Representing the abstract with the abstract
The ideas I wrestle with–spirituality, the unknown, death, wonder, the possible, the unanswerable–are all abstract concepts not easily defined by a signifier. Some artists attempt to “talk” about these subjects through narratives or symbolic paintings. I choose to use the words of Rilke–and his landscape metaphors–to meld the ideas with the abstracted landscape imagery. Rarely is there a subject/object in my paintings–nor is there line or texture. It is just atmosphere and the depth created from layers of transparent colors representing the abstract with the abstract. That is, until today. Today I placed an object in a painting.

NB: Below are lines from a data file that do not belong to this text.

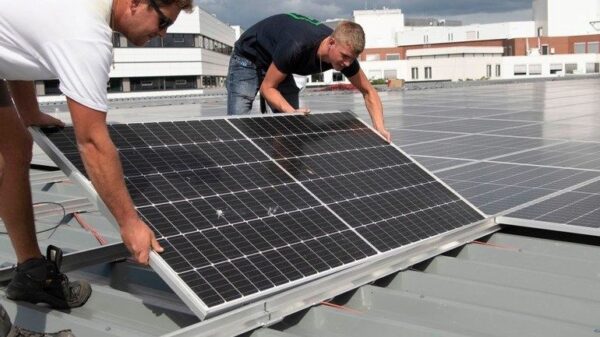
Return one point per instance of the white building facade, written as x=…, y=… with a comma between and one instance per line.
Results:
x=193, y=55
x=567, y=45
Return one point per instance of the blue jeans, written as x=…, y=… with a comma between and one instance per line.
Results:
x=243, y=82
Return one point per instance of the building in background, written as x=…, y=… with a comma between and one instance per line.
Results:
x=560, y=40
x=193, y=55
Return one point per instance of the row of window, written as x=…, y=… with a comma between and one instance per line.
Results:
x=587, y=47
x=470, y=35
x=414, y=73
x=377, y=57
x=51, y=87
x=555, y=68
x=177, y=41
x=488, y=71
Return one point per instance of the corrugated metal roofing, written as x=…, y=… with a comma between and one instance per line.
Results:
x=507, y=285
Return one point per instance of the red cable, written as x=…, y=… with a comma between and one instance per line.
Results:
x=90, y=229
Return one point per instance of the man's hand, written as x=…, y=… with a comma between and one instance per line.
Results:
x=385, y=134
x=43, y=120
x=139, y=239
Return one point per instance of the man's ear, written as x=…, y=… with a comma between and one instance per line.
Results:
x=134, y=4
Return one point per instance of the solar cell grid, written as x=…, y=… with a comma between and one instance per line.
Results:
x=246, y=205
x=356, y=174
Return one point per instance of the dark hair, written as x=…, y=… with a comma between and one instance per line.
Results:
x=185, y=5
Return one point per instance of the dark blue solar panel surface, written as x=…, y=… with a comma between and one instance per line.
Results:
x=372, y=186
x=246, y=205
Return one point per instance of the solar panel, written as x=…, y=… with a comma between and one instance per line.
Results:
x=249, y=206
x=574, y=211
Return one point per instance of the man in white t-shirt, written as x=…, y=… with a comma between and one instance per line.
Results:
x=68, y=40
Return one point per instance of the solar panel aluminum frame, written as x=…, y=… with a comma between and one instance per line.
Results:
x=156, y=262
x=171, y=277
x=427, y=171
x=552, y=226
x=272, y=310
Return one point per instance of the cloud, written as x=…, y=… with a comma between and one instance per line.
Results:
x=246, y=13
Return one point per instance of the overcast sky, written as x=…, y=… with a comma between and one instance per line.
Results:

I’ve been mulling over Lesley Dill’s work since seeing it at The Whatcom Museum. I was struck by how she leaves loose threads in her embroidery works–as she has said in an attempt to lead her viewers with a tangible thread from the world of the mortal to the immortal, just as on Hindu temples the tongue cascading down the temple wall leads one from the world of man to the world of the gods. And applying this to my work, I’ve thought about how an object in the midst of the atmosphere might give an entry for the viewer to lead them from the concrete to the abstract–and into a deeper interpretation of both the painting and the poem.
Now this is hard for me. I like soft edges. I like the undefined. I don’t like to give answers but to leave mystery. I like viewers to find their own way through the paintings. But, I also like change. And I want to understand how people find meaning. And the process leads me to believe that the object might cause a pause, enough of a pause to read the words and look at the painting anew. And that’s what I want, an exchange. A flow back and forth so that people leave my work changed in some small way.
Here’s what I worked on in the studio today. I am preparing for a two person exhibit at The Fountainhead Gallery in Seattle in April (National Poetry Month, fabulous) and am experimenting with my infatuation with Turner. The studio is full of works in progress and it is so much fun. All big works–over 36 x 36.